Кровная месть | страница 4



В конце концов, ей было всего восемнадцать. Она получила позволение присутствовать на балу лишь потому, что нынче были дни Рождества. Наверное, ей совершенно не следовало выходить из дома без какой-нибудь женщины постарше, тогда она не столкнулась бы с графом в одиночку. Изабо просто не могла все запомнить. Тетушка перечислила так много правил, что в уме Изабо все смешалось. Конечно, до революции она и сама все их знала. Но сейчас ее охватило странное желание подойти поближе к этому человеку, и не только потому, что она забыла прихватить из дома шаль.

Филип выпустил ее руку, вскинул брови. Слабый свет, падавший из гостиной, чуть заметно блеснул на серебряных пуговицах парчового камзола.

— Уверен, девушка, сумевшая выжить среди французской черни, не боится меня.

Изабо вызывающе вскинула подбородок.

— Mais non, monsieur. Je n'ai pas peur[3].

Для того чтобы говорить по-английски, ей пока приходилось делать усилия. И если она сердилась или отвлекалась, то сразу возвращалась к французскому.

— Простите,— Изабо, раздраженная собственной ошибкой, покачала головой.— Я не боюсь.

— Рад это слышать,— кивнул он.— Вина?

Граф протянул ей бокал, который держал в руке... Надо же, а она этого и не заметила. Но разве Бенуа не подталкивал ее к танцам и флирту? Нормальная девушка ее возраста была бы в восторге, очутившись наедине с таким красивым графом. Ей нужно пить, есть засахаренные фиалки и танцевать до тех пор, пока не протрутся подошвы атласных туфелек.

— Merci, monsieur[4].

Глинтвейн был теплым, приправленным корицей и чем-то еще, незнакомым, похожим на медь или лакрицу. Или кровь. Изабо внутренне нахмурилась. Постоянные опасения делали из нее дурочку.

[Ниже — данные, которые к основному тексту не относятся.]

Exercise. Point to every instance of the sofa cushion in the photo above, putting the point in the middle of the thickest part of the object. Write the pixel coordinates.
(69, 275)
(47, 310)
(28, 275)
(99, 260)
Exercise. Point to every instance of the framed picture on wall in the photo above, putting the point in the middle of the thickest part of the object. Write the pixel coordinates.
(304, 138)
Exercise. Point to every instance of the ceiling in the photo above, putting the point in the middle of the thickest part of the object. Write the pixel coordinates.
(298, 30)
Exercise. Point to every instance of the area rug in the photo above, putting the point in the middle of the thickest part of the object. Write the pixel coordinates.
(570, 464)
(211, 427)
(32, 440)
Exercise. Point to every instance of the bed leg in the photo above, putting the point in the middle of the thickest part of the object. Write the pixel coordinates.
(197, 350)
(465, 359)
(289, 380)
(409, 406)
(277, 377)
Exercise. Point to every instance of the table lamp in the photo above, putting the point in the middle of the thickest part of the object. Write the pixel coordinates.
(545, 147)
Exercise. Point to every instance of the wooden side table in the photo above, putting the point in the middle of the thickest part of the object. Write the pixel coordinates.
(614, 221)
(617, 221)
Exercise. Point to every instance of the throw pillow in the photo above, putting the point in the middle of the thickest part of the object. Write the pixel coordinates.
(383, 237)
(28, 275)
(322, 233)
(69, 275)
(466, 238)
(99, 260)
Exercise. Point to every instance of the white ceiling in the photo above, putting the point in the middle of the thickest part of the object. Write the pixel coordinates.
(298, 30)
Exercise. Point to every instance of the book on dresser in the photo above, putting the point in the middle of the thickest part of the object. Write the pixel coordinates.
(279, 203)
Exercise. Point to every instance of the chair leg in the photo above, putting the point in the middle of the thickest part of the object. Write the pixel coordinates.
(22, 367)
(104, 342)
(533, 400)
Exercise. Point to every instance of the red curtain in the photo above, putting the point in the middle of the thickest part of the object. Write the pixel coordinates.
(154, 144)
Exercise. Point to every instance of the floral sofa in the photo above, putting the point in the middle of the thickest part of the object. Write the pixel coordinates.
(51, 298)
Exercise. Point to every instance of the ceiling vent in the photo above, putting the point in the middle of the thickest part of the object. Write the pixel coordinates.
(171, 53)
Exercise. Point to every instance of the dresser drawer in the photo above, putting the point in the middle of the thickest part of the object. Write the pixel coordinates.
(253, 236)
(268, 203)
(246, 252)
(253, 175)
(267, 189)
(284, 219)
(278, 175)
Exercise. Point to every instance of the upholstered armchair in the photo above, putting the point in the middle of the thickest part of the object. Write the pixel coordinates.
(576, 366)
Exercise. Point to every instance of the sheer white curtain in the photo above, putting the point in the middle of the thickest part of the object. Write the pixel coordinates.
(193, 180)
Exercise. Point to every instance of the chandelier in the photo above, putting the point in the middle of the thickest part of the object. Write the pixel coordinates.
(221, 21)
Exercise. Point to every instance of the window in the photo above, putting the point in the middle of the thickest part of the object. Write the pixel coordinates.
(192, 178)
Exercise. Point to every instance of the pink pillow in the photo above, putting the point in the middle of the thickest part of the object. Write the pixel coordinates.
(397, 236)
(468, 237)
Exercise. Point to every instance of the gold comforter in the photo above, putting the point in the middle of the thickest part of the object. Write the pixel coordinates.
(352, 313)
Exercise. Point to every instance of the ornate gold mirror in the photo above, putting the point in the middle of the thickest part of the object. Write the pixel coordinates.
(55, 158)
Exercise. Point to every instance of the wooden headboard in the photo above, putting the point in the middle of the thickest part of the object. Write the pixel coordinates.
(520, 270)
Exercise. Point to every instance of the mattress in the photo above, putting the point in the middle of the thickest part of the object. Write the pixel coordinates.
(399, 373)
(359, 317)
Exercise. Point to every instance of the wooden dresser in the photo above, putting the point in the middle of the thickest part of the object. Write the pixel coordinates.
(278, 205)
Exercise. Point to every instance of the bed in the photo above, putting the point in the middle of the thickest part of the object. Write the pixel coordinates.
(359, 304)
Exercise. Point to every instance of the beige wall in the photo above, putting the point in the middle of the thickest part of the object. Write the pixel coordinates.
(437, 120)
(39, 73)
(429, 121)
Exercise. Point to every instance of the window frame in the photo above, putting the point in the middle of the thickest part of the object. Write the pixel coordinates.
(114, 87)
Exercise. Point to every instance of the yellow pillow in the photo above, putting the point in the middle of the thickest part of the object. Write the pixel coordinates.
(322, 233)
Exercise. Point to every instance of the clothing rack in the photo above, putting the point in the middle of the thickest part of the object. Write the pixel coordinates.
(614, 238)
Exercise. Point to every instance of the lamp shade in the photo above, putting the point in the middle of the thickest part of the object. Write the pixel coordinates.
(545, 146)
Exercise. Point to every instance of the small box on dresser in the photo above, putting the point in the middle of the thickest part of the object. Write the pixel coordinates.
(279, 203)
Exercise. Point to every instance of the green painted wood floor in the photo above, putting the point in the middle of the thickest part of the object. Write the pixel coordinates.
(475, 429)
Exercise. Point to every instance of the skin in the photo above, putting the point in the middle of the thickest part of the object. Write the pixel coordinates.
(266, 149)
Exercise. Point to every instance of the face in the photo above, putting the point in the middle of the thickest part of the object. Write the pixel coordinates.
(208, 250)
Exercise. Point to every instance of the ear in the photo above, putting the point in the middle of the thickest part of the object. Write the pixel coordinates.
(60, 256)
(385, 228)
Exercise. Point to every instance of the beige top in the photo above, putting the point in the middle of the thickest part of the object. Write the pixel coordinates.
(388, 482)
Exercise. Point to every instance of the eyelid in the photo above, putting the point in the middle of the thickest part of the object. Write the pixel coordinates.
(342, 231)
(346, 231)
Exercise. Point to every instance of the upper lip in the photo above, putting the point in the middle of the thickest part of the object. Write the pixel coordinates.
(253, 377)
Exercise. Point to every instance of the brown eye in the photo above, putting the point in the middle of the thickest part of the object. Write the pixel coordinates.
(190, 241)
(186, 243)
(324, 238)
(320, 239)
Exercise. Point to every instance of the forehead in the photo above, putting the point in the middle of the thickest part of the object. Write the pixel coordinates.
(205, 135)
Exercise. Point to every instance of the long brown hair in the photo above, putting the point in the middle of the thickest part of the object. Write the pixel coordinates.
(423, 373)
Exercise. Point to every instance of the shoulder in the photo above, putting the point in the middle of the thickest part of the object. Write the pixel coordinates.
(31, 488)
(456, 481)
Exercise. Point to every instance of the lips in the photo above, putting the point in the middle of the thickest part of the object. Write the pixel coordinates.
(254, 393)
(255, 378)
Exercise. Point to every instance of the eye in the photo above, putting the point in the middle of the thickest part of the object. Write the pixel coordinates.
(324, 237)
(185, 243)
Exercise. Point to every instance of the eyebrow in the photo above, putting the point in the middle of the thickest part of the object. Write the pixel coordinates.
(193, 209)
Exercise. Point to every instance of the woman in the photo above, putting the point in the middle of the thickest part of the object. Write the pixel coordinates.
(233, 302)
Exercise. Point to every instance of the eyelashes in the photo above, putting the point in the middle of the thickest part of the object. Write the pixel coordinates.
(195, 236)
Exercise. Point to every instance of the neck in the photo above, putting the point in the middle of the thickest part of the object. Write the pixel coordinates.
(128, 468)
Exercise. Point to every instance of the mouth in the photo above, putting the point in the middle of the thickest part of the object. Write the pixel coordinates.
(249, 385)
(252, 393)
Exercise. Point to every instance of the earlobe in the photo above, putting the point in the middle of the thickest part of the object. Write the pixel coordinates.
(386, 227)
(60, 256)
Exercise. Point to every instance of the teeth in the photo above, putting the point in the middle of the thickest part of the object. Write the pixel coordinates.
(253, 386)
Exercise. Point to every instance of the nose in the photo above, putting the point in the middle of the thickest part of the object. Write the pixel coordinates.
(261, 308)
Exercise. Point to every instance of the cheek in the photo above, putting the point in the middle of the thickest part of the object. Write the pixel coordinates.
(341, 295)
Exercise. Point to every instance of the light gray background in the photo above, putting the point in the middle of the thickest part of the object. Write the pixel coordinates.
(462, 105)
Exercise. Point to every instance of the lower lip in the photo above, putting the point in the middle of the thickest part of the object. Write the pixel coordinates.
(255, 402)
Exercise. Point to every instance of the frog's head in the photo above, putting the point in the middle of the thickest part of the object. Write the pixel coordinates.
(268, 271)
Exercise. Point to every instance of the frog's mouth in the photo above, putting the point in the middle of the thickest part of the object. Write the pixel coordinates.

— Вы так милы,— сказал граф.— Я жутко устал от всех этих английских роз, слишком кротких и смиренных, чтобы наслаждаться чем-нибудь кроме кадрилей и лимонада. Вы приятная, воистину радостная неожиданность, мисс Сен-Круа.

Изабо покраснела. От вина ей стало тепло, голова слегка закружилась. Все было просто чудесно. На ее ресницы опускались снежинки, но тут же таяли. Они ложились и на губы. Изабо слизывала их, как будто сахарные. Серебристые глаза графа посверкивали, словно глаза дикого зверя, лисицы, забравшейся в курятник.

— Если бы мы очутились в готическом романе, то здесь присутствовали бы призраки и вампиры. Вы обязательно боялись бы их,— неторопливо протянул он.

Изабо подумала о тех книгах, которые читала в библиотеке поздними вечерами, о чувственных романах вроде «Удольфских тайн» Анны Рэдклифф и «Леноры» Готфрида Бюргера, переполненных разными негодяями и бессмертными существами, которые блуждают по ночам и обладают ненасытными аппетитами.